Correcting Turbinate Disorders

Many turbinate disorders resolve on their own, but occasionally treatment is needed to correct the problem. When turbinate disorders need to be corrected, a turbinate reduction can be performed during endoscopic sinus surgery. This procedure requires general anesthesia and is typically performed in a same day surgery clinic.
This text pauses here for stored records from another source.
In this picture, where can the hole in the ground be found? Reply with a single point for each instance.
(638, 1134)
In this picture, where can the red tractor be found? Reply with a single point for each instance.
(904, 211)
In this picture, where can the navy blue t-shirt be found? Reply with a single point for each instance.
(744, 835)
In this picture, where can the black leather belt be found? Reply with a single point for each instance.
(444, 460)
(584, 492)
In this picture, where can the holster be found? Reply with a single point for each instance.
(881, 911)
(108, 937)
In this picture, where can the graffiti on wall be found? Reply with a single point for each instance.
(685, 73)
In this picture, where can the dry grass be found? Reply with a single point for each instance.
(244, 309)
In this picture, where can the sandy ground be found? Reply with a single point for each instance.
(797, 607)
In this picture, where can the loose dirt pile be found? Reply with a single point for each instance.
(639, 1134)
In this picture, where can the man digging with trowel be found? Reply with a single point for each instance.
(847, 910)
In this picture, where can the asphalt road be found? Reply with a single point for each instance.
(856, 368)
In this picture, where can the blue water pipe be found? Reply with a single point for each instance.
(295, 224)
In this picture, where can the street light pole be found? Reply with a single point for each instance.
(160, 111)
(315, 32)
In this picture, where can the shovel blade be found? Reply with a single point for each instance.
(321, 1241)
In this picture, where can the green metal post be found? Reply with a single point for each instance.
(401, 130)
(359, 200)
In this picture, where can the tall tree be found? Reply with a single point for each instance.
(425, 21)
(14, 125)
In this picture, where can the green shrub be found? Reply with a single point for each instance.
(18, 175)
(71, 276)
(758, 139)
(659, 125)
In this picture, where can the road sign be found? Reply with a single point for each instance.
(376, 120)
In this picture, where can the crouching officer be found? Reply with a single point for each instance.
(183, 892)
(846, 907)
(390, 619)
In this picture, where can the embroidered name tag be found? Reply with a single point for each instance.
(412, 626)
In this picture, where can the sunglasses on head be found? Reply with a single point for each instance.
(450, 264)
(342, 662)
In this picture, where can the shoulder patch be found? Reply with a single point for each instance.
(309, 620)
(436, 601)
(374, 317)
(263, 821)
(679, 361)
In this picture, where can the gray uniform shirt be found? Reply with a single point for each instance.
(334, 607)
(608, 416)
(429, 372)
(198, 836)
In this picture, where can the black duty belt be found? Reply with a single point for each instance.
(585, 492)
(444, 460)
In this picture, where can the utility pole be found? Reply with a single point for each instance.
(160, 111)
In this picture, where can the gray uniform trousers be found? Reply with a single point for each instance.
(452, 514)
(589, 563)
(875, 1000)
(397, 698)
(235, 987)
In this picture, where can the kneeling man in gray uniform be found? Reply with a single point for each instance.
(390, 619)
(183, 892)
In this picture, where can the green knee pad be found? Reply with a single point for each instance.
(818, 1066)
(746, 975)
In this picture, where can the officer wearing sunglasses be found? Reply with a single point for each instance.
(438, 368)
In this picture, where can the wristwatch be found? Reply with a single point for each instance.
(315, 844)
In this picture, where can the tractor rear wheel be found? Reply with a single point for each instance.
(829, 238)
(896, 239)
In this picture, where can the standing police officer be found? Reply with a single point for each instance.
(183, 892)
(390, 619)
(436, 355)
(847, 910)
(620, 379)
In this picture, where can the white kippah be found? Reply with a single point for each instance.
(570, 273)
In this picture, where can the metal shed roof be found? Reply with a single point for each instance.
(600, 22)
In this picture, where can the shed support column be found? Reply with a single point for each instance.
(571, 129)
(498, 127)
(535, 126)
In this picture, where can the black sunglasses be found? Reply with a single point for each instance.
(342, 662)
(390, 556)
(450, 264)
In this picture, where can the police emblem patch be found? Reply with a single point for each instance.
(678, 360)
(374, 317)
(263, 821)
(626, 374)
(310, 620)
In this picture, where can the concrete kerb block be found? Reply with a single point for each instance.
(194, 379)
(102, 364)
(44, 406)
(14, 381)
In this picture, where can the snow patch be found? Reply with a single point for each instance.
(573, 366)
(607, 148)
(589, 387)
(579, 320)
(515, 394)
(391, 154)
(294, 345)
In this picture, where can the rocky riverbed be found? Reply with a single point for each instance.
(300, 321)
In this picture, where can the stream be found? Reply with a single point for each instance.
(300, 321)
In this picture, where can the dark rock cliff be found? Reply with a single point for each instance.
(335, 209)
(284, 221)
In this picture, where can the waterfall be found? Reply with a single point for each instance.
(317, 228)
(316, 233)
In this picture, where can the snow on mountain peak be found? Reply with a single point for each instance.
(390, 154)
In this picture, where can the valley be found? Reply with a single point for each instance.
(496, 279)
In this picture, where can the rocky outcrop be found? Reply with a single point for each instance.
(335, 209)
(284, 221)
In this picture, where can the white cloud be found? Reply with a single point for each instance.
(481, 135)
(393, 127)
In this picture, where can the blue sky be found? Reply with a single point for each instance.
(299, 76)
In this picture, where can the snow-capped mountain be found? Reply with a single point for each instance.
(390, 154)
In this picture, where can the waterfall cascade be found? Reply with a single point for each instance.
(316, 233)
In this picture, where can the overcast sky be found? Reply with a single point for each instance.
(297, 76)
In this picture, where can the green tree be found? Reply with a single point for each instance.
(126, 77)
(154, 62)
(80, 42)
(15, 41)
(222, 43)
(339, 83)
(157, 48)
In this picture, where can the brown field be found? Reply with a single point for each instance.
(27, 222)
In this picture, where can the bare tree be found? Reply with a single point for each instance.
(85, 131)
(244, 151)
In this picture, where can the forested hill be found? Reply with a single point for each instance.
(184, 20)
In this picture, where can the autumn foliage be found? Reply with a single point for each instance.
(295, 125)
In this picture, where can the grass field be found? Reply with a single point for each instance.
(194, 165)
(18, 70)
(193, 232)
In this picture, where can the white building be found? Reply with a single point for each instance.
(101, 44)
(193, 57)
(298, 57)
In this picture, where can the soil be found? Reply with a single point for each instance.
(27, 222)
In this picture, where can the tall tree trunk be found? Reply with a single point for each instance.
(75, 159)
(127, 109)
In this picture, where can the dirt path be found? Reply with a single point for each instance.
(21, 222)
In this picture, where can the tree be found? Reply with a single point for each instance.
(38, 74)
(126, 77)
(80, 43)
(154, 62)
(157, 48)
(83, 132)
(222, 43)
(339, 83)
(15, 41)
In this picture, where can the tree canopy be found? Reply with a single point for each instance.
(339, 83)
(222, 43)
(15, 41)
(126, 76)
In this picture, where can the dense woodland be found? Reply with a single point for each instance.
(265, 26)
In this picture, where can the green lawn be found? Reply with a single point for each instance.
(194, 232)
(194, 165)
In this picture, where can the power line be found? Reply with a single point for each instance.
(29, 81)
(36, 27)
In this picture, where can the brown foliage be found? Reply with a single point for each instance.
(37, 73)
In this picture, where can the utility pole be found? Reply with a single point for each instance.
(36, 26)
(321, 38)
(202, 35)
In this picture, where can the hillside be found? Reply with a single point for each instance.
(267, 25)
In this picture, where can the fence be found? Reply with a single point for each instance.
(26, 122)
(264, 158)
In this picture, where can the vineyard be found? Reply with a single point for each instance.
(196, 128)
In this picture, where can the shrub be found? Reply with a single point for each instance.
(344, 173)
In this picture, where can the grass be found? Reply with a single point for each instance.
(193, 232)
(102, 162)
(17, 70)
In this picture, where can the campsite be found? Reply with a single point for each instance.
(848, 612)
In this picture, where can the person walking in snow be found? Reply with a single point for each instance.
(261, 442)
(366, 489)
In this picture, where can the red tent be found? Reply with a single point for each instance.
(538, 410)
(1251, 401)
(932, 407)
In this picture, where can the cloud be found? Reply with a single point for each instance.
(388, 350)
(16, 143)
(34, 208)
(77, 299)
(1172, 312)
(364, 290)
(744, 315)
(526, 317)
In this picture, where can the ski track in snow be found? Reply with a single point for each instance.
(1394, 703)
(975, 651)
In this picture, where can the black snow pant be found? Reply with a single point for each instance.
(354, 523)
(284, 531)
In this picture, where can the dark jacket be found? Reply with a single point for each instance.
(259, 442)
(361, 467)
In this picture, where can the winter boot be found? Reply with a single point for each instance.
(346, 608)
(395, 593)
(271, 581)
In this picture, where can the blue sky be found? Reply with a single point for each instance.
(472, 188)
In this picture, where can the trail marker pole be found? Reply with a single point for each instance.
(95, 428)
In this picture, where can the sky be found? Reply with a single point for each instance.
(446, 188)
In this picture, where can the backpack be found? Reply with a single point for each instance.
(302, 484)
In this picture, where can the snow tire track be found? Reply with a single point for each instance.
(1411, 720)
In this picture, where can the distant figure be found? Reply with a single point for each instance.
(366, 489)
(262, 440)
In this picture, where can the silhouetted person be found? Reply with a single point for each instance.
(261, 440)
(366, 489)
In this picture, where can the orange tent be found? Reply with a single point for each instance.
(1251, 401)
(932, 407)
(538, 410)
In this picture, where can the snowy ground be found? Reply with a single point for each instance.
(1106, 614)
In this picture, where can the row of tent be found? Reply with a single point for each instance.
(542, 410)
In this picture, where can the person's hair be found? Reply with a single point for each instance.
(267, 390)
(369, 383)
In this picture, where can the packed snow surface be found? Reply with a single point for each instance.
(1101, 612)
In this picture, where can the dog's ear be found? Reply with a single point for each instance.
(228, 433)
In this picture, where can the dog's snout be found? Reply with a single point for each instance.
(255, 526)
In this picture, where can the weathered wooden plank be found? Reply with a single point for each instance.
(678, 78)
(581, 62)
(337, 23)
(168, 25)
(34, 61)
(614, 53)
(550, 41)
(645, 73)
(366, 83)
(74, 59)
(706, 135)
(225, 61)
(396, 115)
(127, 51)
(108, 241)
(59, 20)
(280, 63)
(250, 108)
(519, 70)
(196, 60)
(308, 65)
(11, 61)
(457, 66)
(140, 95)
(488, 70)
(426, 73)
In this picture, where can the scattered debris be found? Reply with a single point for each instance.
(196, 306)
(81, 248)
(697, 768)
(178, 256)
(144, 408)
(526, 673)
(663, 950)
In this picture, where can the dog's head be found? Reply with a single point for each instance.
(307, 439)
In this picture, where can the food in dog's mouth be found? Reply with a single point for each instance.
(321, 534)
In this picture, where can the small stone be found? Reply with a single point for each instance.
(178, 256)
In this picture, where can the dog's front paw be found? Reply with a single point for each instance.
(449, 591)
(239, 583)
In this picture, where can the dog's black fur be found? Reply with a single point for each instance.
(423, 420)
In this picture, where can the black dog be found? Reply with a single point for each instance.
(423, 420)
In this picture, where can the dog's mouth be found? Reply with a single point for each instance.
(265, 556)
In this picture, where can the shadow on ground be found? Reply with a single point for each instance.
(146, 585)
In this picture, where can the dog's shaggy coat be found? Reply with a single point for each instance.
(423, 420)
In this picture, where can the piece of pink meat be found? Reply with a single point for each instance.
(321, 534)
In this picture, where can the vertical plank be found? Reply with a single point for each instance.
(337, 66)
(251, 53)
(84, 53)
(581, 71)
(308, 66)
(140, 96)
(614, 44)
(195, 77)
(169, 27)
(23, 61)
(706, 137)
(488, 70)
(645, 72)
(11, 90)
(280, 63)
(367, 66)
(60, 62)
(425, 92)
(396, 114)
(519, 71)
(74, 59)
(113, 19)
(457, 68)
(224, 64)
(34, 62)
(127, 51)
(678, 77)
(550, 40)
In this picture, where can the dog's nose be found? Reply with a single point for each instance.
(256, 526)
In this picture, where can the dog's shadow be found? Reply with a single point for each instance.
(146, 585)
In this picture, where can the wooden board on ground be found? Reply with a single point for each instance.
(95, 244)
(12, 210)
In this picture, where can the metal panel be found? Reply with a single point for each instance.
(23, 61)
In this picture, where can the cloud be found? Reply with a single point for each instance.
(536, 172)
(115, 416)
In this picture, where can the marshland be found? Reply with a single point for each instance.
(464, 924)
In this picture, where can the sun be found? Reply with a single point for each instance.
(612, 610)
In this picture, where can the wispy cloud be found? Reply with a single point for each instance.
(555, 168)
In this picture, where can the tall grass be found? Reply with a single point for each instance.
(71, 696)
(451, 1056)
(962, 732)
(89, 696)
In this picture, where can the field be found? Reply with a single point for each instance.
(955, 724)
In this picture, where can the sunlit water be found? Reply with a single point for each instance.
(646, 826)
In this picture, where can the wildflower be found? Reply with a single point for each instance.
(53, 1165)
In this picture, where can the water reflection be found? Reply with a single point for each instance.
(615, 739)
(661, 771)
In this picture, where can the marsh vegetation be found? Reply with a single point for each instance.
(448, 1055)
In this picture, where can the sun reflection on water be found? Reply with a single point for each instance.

Bottom Line on the Anatomy and Physiology of the Nasal Turbinates and Their Role in Disease

The nasal turbinates are comprised of three or four structures which serve the function of warming, humidifying, and filtering the air that we breathe. Abnormalities in the turbinates often result in congestion, as occurs with the common cold and allergies. Structural changes in the turbinates such as concha bullosa and choanal atresia can also result in symptoms. When severe, surgery (turbinate reduction) may be necessary to reduce symptoms and restore function to this part of our anatomy.

Sources:

Terzi, S., Dursun, E., Celiker, F. et al. The Effects of Choanal Atresia on Development of the Paranasal Sinuses and Turbinates. Surgical and Radiologic Anatomy. 2017 Mar 13. (Epub ahead of print).